Last we told you that the Internet Explorer 11 developer preview– currently included with Windows 8.1 preview – is now available for Windows 7. If you’ve installed it on Windows 7 to give it a test and aren’t happy with it, it’s easy to get rid of.
Uninstall IE 11 Preview Windows 7
Click the Start button (or hit the Windows key) and type: appwiz.cpl then hit Enter.
Control Panel will open, click the Uninstall a Program link in the left column. Then scroll down and right click on Internet Explorer 11 and select Uninstall.
Verify you want to uninstall it and a restart will be required to complete the process.
Launch IE after the restart and you’ll see you’re returned to the version you had running previously, in this case it’s Internet Explorer 9.
It’s interesting that Internet Explorer 11 developer preview is included in the Windows 8.1 preview and will run on Windows 7, but it isn’t compatible with Windows 8. But this makes sense in the end because most people will be upgrading their Windows 8 system to 8.1 when it’s available at the end of August.
Why Would I Try Internet Explorer 11 in the First Place?
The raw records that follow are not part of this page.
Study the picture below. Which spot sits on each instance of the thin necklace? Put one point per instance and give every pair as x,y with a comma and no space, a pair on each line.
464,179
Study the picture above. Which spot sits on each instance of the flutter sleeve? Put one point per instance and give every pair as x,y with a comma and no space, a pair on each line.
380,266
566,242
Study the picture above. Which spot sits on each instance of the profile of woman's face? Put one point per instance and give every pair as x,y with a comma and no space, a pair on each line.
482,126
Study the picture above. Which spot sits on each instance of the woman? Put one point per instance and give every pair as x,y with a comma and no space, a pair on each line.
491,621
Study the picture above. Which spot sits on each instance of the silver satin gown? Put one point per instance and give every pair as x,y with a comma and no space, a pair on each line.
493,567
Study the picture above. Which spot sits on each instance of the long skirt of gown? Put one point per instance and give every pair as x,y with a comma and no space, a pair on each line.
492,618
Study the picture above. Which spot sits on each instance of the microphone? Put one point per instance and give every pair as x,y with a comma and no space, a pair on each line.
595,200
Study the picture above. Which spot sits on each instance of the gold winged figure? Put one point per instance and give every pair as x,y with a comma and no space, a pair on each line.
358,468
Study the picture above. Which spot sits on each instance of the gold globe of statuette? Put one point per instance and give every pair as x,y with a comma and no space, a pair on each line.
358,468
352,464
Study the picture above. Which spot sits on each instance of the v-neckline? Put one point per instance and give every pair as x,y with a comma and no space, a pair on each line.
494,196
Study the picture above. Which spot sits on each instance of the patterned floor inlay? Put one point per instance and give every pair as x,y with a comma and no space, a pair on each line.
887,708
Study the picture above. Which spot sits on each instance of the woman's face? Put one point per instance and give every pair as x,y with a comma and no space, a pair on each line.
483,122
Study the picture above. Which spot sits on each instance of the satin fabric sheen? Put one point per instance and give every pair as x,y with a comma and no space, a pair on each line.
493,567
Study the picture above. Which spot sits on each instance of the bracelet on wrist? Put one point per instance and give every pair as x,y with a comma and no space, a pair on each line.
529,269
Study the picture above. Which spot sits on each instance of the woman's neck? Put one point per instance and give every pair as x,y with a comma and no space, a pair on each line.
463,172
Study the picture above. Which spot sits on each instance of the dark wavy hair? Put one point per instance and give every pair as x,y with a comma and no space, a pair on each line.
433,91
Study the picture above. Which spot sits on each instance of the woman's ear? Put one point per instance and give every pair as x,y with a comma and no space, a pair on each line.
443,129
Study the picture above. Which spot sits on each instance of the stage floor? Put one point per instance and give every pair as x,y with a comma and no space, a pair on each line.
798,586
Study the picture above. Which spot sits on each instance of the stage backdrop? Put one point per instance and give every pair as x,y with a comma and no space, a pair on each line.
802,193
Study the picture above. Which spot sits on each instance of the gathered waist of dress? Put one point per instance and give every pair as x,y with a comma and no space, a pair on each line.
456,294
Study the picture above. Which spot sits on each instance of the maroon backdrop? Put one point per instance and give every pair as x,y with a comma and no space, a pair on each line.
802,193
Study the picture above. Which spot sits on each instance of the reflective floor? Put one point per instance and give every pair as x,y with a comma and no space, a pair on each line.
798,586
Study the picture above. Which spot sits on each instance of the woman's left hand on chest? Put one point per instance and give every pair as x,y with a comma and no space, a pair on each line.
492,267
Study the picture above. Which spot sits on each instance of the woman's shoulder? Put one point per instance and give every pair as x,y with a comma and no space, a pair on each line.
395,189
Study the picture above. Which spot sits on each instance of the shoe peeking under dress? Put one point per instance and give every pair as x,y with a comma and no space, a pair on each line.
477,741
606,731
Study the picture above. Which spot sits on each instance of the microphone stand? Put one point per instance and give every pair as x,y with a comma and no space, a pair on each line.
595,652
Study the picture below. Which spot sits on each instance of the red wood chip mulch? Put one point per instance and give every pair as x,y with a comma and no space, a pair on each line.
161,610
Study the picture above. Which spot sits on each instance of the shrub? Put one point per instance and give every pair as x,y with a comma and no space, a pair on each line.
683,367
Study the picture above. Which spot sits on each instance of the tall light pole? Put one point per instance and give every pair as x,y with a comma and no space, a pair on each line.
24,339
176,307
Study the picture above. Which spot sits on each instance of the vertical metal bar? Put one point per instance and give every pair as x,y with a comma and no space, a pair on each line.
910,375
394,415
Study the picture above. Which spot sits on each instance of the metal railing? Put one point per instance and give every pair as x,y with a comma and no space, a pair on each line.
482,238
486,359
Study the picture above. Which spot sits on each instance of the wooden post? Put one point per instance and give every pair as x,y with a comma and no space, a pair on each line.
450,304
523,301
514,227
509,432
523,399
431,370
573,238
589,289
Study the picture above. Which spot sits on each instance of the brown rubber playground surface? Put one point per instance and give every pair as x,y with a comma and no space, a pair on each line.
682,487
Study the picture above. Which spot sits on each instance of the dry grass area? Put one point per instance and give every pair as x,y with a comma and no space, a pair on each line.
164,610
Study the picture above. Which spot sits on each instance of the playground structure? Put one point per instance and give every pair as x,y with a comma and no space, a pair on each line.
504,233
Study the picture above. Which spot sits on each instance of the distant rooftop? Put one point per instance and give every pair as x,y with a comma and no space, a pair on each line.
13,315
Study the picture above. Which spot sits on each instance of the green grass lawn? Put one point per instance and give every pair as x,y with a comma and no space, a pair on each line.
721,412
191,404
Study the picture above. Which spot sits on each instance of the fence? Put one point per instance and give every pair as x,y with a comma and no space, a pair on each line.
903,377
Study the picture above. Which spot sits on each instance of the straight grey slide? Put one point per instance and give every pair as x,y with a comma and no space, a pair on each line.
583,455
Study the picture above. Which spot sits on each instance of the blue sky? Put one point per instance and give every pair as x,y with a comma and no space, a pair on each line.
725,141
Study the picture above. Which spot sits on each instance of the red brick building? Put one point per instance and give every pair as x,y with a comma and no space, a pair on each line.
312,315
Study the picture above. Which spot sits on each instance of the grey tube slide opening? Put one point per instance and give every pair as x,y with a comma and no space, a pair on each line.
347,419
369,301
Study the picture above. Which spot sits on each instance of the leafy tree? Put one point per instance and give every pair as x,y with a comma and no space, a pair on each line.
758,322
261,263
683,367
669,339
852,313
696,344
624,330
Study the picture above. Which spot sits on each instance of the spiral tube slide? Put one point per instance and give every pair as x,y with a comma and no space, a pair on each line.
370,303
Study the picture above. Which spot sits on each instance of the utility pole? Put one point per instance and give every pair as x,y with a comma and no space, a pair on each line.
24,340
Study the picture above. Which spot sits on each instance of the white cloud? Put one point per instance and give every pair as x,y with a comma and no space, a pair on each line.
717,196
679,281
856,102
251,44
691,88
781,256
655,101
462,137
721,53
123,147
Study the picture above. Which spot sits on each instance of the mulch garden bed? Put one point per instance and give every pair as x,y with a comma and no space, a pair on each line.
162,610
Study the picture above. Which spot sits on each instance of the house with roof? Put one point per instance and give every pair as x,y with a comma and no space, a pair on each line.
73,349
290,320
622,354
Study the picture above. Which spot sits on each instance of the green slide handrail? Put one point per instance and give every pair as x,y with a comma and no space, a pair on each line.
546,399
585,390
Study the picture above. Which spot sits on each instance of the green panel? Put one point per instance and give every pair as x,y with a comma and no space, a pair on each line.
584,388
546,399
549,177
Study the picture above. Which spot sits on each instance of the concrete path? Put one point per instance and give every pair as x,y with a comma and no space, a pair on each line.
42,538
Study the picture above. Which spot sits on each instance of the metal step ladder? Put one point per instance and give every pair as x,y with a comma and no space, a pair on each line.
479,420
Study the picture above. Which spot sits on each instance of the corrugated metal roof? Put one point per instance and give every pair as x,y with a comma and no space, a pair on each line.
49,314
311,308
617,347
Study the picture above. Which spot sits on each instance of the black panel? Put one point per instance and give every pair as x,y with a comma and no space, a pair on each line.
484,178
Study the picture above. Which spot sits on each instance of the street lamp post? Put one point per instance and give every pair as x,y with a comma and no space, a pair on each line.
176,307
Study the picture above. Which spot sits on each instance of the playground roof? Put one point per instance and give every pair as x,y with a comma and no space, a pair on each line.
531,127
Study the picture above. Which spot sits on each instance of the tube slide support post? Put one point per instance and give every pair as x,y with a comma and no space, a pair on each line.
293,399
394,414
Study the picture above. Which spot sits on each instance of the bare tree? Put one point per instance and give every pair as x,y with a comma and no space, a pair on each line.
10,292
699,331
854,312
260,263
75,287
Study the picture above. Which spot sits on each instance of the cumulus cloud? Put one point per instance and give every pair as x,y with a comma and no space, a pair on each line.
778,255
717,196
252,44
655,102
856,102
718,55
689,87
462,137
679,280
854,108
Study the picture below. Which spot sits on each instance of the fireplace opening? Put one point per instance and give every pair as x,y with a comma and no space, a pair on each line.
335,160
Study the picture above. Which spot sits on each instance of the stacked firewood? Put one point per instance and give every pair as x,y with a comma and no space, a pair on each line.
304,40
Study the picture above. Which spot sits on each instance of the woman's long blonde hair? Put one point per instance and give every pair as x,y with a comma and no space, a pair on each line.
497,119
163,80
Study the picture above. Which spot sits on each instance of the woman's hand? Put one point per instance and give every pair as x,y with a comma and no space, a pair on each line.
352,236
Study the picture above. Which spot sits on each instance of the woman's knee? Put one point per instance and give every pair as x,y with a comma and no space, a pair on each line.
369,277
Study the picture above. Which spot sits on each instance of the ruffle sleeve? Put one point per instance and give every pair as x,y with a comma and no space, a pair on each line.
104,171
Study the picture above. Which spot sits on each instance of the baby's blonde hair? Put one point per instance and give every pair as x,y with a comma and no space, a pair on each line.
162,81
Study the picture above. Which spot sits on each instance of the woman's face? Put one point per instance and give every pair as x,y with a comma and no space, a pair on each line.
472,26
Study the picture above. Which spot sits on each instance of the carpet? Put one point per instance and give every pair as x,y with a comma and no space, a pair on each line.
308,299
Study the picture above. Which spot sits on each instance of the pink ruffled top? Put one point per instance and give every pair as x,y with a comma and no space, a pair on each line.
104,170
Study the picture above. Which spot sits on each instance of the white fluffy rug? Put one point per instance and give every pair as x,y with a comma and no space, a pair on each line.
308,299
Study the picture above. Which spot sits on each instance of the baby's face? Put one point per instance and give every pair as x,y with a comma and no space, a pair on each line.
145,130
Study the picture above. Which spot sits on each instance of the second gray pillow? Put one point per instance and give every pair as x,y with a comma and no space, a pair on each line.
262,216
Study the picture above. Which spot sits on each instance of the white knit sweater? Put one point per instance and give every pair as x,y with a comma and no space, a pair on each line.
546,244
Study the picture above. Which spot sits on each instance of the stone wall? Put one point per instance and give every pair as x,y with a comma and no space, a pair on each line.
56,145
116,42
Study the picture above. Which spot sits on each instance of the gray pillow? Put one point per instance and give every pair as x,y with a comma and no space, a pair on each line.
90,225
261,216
Just like Internet Explorer 10 on Windows 7, it doesn’t have the modern interface, but it does have the performance enhancements under the hood. According to Microsoft’s official Internet Explorer blog, IE 11 utilizes you CPU more efficiently for better performance and load time. It also includes support for the WebGL standard which allows developers to program cool 3D experiences by utilizing your computer’s graphics card. It also includes tight support for HTML5 so video content will look great and it will support closed captioning.
But of course, this “preview” is still a beta, and everything might not work on it the way you’d like, so it can easily be uninstalled. Web developers on the other hand, will most likely want to keep it so they can program awesome sites and web based apps for the rest of us!
Also, if you’re in IT, you might want to take a stab at this new version in your testing environment and see what works, or what proprietary enterprise software it may break.
For example, check out the HTM5 Fishbowl in IE 11 or several of the demo’s available on the IE test drive site.